6. Slotsom is dat de rechtbank ten onrechte heeft overwogen dat het college afdoende heeft gemotiveerd dat de door [appellant] gestelde planschade niet voor vergoeding in aanmerking komt. Het betoog slaagt.

De Afdeling ziet in het belang van een spoedige beëindiging van het geschil aanleiding om het college op de voet van artikel 49, zesde lid, van de Wet op de Raad van State op te dragen het gebrek in het besluit op bezwaar van 10 maart 2009 te herstellen. Nu niet in geschil is dat [appellant] door de aanleg van de A-50, mogelijk gemaakt door het bestemmingsplan "Sint-Oedenrode A-50" in een planologisch nadeliger situatie is komen te verkeren, dient het college te bepalen of [appellant] hierdoor planschade heeft geleden en, zo ja, de omvang daarvan vast te stellen. Dat bedrag dient in een nieuwe beslissing op bezwaar te worden toegekend.

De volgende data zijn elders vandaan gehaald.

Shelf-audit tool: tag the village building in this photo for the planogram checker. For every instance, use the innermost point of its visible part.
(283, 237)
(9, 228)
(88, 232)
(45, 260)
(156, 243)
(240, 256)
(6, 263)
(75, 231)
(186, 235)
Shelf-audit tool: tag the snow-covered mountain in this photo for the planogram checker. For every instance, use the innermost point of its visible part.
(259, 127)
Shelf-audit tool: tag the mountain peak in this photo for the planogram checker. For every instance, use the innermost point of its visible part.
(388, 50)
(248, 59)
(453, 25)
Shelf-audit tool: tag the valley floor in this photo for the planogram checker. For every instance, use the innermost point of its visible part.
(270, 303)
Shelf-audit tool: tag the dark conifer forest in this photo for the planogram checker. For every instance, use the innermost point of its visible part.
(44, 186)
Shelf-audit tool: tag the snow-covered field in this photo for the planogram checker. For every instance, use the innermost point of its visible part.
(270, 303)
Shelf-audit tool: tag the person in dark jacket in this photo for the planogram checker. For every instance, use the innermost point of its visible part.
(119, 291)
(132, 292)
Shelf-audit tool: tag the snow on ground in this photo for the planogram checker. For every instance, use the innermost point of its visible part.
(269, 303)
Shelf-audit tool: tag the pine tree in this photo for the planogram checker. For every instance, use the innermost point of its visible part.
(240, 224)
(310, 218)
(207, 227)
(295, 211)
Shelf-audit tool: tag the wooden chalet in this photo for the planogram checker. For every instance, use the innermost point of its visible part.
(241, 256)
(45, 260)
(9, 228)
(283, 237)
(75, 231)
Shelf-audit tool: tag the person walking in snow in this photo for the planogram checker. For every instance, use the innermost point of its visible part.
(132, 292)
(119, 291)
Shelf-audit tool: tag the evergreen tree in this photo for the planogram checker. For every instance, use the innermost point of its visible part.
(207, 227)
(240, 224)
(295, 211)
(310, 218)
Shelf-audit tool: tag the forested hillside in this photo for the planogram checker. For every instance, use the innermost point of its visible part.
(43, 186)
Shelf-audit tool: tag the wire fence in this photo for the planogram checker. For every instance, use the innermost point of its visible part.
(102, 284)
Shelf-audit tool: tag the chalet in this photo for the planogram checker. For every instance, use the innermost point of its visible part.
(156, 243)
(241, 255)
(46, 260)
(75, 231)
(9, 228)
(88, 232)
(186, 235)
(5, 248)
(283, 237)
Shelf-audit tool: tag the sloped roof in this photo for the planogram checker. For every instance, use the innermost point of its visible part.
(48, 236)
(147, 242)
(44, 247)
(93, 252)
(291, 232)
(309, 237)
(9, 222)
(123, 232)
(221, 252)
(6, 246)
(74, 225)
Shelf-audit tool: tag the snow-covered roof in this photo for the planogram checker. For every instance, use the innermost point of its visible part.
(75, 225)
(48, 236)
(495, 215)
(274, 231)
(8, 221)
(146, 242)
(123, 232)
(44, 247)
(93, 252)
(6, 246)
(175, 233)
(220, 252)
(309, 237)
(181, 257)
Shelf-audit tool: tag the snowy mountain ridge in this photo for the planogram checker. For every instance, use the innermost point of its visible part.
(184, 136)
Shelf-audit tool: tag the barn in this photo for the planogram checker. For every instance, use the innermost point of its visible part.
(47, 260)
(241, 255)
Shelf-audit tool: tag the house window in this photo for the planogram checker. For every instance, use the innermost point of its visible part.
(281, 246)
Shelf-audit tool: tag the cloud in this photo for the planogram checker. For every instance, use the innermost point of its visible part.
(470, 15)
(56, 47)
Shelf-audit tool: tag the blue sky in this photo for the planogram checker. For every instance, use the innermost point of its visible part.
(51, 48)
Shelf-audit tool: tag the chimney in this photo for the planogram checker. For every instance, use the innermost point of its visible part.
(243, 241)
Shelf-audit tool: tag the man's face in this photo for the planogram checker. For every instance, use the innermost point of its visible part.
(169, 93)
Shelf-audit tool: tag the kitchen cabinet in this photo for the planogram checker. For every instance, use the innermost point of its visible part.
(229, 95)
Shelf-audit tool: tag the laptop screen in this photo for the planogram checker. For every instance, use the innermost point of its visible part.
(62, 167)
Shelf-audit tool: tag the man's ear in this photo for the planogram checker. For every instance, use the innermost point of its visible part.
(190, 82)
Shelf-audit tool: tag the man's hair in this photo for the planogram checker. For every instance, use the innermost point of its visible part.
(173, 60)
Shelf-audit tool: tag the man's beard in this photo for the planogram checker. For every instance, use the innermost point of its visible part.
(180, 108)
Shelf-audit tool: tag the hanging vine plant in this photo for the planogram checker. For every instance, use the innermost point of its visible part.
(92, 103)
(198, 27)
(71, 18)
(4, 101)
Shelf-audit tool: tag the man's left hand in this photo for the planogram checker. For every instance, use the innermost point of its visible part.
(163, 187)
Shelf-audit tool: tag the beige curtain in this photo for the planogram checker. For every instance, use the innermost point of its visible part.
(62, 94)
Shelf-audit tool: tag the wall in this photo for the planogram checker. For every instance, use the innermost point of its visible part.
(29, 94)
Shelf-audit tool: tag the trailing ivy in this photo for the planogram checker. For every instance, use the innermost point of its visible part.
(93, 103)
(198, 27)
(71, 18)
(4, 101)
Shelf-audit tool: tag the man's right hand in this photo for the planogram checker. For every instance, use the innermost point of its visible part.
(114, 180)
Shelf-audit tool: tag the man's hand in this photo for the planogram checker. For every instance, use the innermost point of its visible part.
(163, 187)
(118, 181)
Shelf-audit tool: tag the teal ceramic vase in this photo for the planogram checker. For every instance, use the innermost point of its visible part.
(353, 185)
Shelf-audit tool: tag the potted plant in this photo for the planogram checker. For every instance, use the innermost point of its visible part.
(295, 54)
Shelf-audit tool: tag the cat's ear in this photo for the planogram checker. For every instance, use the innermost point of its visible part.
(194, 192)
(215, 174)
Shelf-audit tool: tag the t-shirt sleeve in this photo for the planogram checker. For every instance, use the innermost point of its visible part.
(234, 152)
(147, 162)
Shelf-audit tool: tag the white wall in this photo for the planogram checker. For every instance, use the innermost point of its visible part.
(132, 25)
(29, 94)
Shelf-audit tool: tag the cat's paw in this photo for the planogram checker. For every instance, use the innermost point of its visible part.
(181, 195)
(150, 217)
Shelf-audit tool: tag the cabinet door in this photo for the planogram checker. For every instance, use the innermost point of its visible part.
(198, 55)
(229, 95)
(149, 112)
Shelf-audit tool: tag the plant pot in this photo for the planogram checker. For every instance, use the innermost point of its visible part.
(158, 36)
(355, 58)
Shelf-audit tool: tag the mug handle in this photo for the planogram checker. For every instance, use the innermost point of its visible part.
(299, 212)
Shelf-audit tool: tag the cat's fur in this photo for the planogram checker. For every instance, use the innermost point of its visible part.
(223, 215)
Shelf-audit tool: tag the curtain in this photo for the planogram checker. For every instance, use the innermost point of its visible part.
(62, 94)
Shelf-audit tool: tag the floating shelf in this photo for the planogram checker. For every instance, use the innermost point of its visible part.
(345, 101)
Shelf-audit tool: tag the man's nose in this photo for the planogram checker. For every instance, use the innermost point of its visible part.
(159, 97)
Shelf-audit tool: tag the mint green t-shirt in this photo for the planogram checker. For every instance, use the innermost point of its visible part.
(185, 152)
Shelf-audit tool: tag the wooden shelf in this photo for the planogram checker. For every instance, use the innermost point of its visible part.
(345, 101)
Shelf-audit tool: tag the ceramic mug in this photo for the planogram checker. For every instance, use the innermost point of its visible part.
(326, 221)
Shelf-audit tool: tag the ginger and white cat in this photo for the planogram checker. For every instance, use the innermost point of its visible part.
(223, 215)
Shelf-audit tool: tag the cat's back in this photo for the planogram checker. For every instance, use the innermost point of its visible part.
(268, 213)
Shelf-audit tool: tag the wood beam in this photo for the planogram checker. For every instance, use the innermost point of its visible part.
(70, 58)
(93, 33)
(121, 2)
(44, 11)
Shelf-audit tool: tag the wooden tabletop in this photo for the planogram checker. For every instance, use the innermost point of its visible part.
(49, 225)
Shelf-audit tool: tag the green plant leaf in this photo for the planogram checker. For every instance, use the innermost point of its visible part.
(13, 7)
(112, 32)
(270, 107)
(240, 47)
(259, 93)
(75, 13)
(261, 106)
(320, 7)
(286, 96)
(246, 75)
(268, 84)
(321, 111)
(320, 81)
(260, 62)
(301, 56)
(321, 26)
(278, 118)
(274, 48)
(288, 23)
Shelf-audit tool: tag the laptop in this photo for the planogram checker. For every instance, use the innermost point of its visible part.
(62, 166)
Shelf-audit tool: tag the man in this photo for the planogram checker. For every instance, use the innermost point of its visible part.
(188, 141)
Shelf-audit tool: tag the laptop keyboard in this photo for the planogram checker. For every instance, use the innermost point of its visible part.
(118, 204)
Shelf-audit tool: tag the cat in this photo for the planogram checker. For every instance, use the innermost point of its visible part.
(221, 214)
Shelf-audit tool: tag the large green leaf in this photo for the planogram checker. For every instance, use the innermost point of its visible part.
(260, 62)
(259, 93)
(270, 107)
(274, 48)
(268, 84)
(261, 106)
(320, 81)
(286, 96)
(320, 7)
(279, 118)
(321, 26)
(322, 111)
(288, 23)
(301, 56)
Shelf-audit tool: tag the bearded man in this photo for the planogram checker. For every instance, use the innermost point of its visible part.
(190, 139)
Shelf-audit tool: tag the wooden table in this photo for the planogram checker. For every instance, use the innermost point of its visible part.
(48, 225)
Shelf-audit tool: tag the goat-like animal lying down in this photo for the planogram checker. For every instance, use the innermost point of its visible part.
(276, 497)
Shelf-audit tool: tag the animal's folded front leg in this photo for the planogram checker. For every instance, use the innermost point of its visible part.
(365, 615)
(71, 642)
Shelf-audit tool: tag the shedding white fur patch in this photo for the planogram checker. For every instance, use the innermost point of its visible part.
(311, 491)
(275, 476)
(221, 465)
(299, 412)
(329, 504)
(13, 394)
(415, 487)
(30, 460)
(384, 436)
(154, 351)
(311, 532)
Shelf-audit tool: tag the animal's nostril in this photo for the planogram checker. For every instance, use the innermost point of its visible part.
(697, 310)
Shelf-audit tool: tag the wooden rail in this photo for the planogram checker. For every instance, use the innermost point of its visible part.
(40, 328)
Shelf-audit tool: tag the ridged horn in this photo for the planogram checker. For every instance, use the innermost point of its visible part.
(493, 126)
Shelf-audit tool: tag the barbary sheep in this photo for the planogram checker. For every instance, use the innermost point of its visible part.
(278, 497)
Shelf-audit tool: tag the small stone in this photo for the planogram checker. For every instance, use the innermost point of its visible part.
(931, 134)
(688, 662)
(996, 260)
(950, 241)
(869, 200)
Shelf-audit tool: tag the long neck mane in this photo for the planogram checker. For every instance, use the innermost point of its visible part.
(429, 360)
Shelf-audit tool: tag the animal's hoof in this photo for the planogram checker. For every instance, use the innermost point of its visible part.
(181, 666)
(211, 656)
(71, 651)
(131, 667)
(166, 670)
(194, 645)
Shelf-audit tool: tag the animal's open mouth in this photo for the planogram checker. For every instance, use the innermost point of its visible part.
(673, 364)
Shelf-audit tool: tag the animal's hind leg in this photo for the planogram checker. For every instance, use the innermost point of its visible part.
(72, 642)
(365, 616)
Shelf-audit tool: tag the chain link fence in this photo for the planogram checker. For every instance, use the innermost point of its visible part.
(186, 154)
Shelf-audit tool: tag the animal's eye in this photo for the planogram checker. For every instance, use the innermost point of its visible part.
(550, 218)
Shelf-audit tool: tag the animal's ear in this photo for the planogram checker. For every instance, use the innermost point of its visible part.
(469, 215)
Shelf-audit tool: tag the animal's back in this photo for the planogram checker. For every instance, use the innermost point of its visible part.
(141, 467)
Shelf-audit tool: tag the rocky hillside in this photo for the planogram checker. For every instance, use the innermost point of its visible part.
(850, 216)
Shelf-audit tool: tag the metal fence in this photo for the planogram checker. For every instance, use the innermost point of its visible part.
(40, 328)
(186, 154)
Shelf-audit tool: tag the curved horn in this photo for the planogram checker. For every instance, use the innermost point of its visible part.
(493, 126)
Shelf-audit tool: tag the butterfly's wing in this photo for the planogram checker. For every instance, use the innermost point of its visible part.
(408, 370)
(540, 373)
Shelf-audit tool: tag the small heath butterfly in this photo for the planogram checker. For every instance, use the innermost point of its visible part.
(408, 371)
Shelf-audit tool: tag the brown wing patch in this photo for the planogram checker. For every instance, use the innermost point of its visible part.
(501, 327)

7. In de einduitspraak zal worden beslist over de proceskosten en vergoeding onderscheidenlijk verschuldigdheid van het betaalde griffierecht.

3. Beslissing

De Afdeling bestuursrechtspraak van de Raad van State

Recht doende in naam der Koningin:

draagt het college van burgemeester en wethouders van Sint-Oedenrode op om binnen 16 weken na de verzending van deze tussenuitspraak opnieuw op het bezwaar van [appellant] te beslissen met inachtneming van hetgeen in 6. is overwogen en het nieuwe besluit aan de Afdeling toe te zenden.

Aldus vastgesteld door mr. C.H.M. van Altena, voorzitter, en mr. A. Hammerstein en mr. G. Snijders, leden, in tegenwoordigheid van mr. M.A.E. Planken, ambtenaar van staat.

w.g. Van Altena w.g. Planken
voorzitter ambtenaar van staat

Uitgesproken in het openbaar op 10 oktober 2012

299.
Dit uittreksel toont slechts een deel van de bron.